Minor White
[Photographer, writer, and theorist, b. 1908, Minneapolis, Minnesota, d. 1976, Cambridge, Massachusetts.]

 The objectivity of the camera, used wrongly, is the very devil. 

Allan Sekula
[Photographer, writer, and theorist, b. 1951, Erie, Pennsylvania, d. 2013, Los Angeles.]

 ...the hidden imperatives of photographic culture drag us in two contradictory directions: “science” and a myth of “objective truth” on the one hand, and toward “art” and a cult of “subjective experience” on the other. This dualism haunts photography, lending a certain goofy inconsistency to the most commonplace assertions about the medium. 

Wright Morris
[Writer and photographer, b. 1910, Central City, Nebraska, d. 1998, Mill Valley, California.]

 I prefer a taken to a made photograph. 

Ray Metzker
[Photographer, b. 1931, Milwaukee, Wisconsin, d. 2014, Philadelphia.]
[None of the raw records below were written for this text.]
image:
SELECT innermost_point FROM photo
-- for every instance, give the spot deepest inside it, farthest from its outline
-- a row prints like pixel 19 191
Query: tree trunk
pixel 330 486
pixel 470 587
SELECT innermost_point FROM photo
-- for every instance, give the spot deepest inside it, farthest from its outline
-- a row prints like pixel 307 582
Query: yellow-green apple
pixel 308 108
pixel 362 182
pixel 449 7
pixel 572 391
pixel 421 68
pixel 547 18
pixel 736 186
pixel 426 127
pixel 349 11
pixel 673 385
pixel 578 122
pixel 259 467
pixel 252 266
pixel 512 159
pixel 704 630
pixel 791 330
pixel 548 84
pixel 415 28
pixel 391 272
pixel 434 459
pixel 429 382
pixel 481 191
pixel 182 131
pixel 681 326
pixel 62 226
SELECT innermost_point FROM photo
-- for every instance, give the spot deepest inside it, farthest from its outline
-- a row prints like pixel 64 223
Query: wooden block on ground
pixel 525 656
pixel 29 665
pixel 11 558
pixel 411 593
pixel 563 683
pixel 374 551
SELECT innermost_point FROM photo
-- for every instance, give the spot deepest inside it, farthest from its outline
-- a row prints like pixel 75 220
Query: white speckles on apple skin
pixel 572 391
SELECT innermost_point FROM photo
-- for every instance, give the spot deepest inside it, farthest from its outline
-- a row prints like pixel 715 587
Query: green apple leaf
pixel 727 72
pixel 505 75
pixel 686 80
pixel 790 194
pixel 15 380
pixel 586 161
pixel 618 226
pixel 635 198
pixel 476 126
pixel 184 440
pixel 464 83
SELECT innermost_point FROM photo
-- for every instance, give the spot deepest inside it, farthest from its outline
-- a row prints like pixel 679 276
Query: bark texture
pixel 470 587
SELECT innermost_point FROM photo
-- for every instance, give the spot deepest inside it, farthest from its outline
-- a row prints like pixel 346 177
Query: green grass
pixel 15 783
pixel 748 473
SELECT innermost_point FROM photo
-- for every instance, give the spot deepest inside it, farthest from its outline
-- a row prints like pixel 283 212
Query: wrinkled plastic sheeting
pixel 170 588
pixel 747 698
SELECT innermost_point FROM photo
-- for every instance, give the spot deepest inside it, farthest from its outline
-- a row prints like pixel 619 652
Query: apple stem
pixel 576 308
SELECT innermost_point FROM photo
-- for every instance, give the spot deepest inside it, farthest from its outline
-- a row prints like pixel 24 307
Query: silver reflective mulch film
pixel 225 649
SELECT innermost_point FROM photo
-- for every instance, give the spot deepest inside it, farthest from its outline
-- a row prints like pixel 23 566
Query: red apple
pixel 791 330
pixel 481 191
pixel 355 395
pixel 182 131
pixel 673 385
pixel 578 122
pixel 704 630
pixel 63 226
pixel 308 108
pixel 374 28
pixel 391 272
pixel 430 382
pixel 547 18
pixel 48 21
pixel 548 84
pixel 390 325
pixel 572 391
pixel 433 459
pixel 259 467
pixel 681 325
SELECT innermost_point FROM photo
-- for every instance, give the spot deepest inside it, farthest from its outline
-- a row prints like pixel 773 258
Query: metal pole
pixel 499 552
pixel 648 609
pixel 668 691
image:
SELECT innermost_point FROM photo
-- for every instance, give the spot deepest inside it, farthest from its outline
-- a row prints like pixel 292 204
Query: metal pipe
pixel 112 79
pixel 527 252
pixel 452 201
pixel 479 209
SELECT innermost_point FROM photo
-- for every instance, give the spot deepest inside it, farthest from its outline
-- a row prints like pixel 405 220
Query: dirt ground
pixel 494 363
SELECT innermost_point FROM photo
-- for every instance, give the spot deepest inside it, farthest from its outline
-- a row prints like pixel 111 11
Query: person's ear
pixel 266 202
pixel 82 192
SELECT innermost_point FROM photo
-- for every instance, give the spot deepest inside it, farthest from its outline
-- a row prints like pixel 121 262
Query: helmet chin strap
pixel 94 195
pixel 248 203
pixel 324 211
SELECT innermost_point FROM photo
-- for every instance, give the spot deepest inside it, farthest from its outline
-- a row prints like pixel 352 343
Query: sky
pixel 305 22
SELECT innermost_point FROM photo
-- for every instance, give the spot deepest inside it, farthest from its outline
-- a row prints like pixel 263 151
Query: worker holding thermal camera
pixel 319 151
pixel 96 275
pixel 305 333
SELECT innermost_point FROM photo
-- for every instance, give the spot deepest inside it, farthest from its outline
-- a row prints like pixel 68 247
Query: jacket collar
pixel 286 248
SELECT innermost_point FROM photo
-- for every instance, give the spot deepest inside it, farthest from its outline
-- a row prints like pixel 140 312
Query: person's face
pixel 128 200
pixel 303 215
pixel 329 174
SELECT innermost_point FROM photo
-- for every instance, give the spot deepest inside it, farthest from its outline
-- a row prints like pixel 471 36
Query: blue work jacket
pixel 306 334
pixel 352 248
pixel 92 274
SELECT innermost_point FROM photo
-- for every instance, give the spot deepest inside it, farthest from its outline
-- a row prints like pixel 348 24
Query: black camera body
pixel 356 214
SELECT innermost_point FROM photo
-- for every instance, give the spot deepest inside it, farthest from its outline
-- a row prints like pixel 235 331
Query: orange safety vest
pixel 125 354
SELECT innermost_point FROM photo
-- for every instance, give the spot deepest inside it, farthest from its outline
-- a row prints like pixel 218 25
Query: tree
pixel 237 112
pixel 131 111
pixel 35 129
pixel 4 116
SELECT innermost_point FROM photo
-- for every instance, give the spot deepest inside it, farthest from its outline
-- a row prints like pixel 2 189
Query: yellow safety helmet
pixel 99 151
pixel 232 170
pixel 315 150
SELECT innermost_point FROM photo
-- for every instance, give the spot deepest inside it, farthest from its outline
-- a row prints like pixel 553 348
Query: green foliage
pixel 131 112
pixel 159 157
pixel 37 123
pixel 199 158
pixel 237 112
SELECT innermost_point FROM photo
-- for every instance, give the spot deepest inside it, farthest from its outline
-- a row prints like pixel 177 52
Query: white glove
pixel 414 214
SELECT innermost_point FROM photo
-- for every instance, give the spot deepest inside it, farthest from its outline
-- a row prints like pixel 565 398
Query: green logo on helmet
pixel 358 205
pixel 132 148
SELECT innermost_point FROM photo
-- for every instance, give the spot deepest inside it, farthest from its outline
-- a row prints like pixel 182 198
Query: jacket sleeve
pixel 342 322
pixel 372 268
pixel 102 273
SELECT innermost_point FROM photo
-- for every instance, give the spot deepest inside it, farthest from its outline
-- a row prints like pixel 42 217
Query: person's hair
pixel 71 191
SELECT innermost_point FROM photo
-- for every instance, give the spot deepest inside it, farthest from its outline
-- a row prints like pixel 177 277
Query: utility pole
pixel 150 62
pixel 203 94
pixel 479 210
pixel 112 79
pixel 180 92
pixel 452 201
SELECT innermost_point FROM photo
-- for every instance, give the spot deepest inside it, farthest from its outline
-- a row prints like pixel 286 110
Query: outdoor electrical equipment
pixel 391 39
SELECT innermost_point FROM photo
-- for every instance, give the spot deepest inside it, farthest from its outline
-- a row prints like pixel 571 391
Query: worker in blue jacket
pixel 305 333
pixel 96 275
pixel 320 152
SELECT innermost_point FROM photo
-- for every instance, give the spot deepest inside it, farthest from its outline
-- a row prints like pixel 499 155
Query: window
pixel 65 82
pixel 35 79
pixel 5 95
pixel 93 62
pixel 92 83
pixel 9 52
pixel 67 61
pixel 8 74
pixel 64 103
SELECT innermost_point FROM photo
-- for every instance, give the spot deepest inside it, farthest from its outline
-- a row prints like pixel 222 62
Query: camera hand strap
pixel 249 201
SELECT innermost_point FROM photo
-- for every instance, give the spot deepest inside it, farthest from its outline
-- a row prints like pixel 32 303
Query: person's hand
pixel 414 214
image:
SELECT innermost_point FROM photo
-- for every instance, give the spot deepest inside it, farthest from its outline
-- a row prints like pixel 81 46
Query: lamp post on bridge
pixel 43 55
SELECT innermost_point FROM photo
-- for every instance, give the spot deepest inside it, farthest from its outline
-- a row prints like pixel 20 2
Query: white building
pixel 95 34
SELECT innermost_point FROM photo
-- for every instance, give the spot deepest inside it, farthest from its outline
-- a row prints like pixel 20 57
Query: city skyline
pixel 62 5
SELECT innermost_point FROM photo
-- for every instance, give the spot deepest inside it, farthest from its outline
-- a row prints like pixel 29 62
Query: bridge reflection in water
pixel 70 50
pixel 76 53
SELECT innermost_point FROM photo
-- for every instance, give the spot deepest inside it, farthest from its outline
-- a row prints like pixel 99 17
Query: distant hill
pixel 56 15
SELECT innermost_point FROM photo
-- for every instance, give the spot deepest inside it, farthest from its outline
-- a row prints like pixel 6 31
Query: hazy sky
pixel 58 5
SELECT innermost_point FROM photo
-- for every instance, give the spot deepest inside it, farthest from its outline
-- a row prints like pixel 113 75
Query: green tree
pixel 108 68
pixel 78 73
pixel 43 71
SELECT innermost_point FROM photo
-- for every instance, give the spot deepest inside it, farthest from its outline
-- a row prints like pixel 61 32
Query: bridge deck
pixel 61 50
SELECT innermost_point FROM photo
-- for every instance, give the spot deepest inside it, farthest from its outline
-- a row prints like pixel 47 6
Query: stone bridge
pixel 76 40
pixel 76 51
 I am not an objective reporter. I prefer to go further, to the unstated things of our existence. What I can’t understand and grasp seems to lead me. 

Pieter Hugo
[Photographer, b. 1976, Johannesburg, South Africa, lives in Cape Town.]

 [Photography’s] true seduction lies in its foot in reality. It still has the pretense of being a quasi-document. 

Susan Sontag
[Writer, theorist, and critic, b. 1933, New York, d. 2004, New York.]

 A photograph is not only an image (as a painting is an image), an interpretation of the real; it is also a trace, something directly stenciled off the real, like a footprint or a death mask. 

Walter Lippmann
[Writer and journalist, b. 1889, New York, d. 1974, New York.]

 The facts we see depend on where we are placed and the habits of our eyes. 

Aaron Siskind
[Photographer, b. 1903, New York, d. 1991, Providence, Rhode Island.]

 We look at the world and see what we have learned to believe is there. We have been conditioned to expect... but, as photographers, we must learn to relax our beliefs.